Secured Personal Loan
If you understood the previous section, you’ll likely be able to deduce the definition of a secured personal loan on its face. As you might have guessed, some form of collateral backs up secured personal loans. When you buy a car, for instance, that vehicle stands in as collateral on the loan. If you don’t pay, the lender takes the car. The same can be said about home mortgages.
This can be beneficial to the lender because it provides a strong motivation for people to pay back their loans on time. It also ensures them compensation if the bills don’t get paid.
While it might seem that as a borrower you should always try to get the best unsecured personal loan (wouldn’t it be great to not pay your mortgage but still keep your house?), the reality is a bit more complex. For starters, secured loans almost always come with a lower interest rate. When you’re making a huge purchase such as a car or house, you want that rate to be as low as possible. Offering the subject of the loan as collateral in the form of a secured loan is the most efficient means of doing this. Also, good luck getting anyone to write you an unsecured mortgage or car loan.
Debt Consolidation Loan for Bad Credit
Debt consolidation loans are for people who have ended up with some financial troubles due to difficulties repaying debt.
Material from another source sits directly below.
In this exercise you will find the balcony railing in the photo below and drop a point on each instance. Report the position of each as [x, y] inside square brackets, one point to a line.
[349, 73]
There are lots of reasons why this can happen to someone. No matter the circumstances, however, a debt consolidation loan for bad credit can be a way out of a tricky situation.
Debt consolidation loans take multiple lines of credit and roll them into one payment. This simplifies the process for many people who were otherwise struggling to keep up with a multitude of debts.
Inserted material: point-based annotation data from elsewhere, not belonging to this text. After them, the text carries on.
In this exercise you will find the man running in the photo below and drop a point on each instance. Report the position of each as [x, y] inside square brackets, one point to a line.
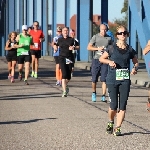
[56, 56]
[98, 43]
[66, 45]
[38, 38]
[76, 44]
[23, 52]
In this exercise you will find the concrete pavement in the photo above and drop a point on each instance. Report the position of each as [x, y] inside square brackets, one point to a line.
[36, 117]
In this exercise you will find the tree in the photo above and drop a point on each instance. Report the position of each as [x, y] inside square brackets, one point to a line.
[121, 21]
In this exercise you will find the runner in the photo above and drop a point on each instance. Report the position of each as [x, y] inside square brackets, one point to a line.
[76, 44]
[56, 56]
[118, 77]
[145, 51]
[38, 38]
[11, 55]
[66, 45]
[23, 52]
[98, 43]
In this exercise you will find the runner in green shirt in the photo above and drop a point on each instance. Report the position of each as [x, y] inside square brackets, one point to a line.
[23, 52]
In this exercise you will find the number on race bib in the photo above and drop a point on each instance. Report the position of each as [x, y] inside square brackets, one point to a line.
[122, 74]
[36, 45]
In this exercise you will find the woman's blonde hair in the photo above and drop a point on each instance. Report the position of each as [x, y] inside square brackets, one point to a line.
[119, 27]
[9, 35]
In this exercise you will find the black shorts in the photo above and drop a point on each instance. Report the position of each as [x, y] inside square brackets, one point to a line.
[11, 56]
[65, 68]
[24, 58]
[122, 90]
[98, 68]
[56, 59]
[37, 53]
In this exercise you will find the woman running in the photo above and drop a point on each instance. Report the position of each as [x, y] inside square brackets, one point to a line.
[11, 55]
[118, 56]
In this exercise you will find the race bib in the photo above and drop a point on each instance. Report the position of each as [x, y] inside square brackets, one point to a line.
[100, 52]
[26, 43]
[36, 45]
[68, 61]
[122, 74]
[25, 53]
[12, 44]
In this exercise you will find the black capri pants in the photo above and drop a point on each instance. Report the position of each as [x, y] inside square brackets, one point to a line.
[65, 68]
[120, 91]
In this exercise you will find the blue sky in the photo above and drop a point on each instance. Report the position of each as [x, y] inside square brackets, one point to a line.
[114, 9]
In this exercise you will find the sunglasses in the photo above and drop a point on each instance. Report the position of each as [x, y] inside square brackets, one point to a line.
[124, 33]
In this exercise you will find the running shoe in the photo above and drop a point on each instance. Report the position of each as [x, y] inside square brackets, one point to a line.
[20, 77]
[109, 129]
[60, 83]
[26, 82]
[64, 94]
[9, 77]
[93, 97]
[57, 83]
[72, 74]
[12, 79]
[117, 131]
[67, 89]
[32, 74]
[35, 76]
[103, 98]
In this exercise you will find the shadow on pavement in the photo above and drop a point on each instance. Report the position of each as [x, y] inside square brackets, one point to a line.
[131, 133]
[21, 97]
[26, 121]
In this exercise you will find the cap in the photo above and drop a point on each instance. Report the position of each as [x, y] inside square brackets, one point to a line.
[24, 27]
[59, 28]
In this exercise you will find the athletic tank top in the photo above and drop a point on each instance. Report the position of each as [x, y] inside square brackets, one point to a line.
[122, 60]
[26, 41]
[11, 43]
Your interest rate determines how much you’re going to actually pay over the course of a loan. A difference of just a few basis points can mean the difference between paying, or not paying thousands of dollars.
With a variable rate loan, your interest rate is often going to be on the lower end of benchmark lending rates. The downside is that the rate is variable, meaning it can change over time if the benchmark goes up. Variable-rate loans can be a good option if you expect to pay off the loan in a relatively short amount of time but can be dangerous on longer-term loans taken out when rates are at a low point.
A fixed-rate loan is just the inverse of a variable-rate loan. Your rate is your rate, and it’s not going to change unless you somehow refinance the debt.
The clear benefit to a fixed-rate loan is the fact you can precisely forecast the amount you’ll have to pay over the course of the loan. You typically want to lock in a low fixed rate when interest rates are at cyclical lows. If you’re looking to get money up front for expenses, as well as money to start putting away for the future, you may consider SAIL Loans. These loans are still paid in installments and at a fixed-rate, but offer you the opportunity to start preparing for your future as well.
There are lots of different types of personal loans out there. No matter your needs, there’s likely a type of financing that can get you money upfront. Just be sure you understand the terms and conditions of the loan so you don’t end up with too much debt.